Living Alone | Living With Others | Row Total | |
---|---|---|---|
On a diet | 2 | 25 | 27 |
Pays attention | 23 | 146 | 169 |
Eats anything | 7 | 124 | 131 |
Column Total | 32 | 295 | 327 |
We then calculate expected values:
Living Alone | Living With Others | |
---|---|---|
On a diet | 2.6 | 24.4 |
Pays attention | 16.5 | 152.5 |
Eats anything | 12.8 | 118.2 |
And then the chi-squared values:
Living Alone | Living With Others | |
---|---|---|
On a diet | 0.138 | 0.0014 |
Pays attention | 2.560 | 0.277 |
Eats anything | 1.800 | 1.386 |
The total sum is 5.9 and the degrees of freedom are 2. Consulting the table above, that gives us a p-value a slightly larger than 0.05.

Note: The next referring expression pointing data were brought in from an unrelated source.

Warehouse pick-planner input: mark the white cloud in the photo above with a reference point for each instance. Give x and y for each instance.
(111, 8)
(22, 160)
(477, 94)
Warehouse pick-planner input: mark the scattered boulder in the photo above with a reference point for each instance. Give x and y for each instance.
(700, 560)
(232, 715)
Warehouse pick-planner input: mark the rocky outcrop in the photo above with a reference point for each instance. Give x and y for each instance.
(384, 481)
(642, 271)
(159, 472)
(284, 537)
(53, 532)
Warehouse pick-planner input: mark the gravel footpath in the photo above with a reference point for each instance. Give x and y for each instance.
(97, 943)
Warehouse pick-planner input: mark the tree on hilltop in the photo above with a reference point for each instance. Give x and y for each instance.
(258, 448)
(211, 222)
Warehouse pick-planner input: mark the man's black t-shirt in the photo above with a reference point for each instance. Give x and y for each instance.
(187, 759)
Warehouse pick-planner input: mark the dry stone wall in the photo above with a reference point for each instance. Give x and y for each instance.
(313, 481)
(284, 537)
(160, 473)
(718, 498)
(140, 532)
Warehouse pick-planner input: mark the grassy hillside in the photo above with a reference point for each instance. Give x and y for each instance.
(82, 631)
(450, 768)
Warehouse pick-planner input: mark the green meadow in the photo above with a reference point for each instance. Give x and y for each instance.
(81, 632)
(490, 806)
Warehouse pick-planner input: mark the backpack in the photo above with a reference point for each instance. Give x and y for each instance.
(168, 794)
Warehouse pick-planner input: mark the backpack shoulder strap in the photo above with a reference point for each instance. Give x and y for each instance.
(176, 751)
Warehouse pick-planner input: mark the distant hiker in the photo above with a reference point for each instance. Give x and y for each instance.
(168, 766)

On Excel, we can use the CHISQ.TEST
/ХИ2.ТЕСТ
function, whose first argument is the observed table, and the second the expected one.
4.3 Exercise
We will use the cancer data and compare observables for people with cancer and without cancer.
5 Control
Take the following data table, and do the following tasks:
- Build the histogram showind the Left/Right distribution for women.
- Build the histogram showind the Left/Right distribution for men.
- Apply Fisher’s test to these two histograms, and calculate the p-value (see the section above).
- Apply Pearson’s chi-squared test to these two histograms, and calculate the p-value. Use the Excel function mentioned in the section above.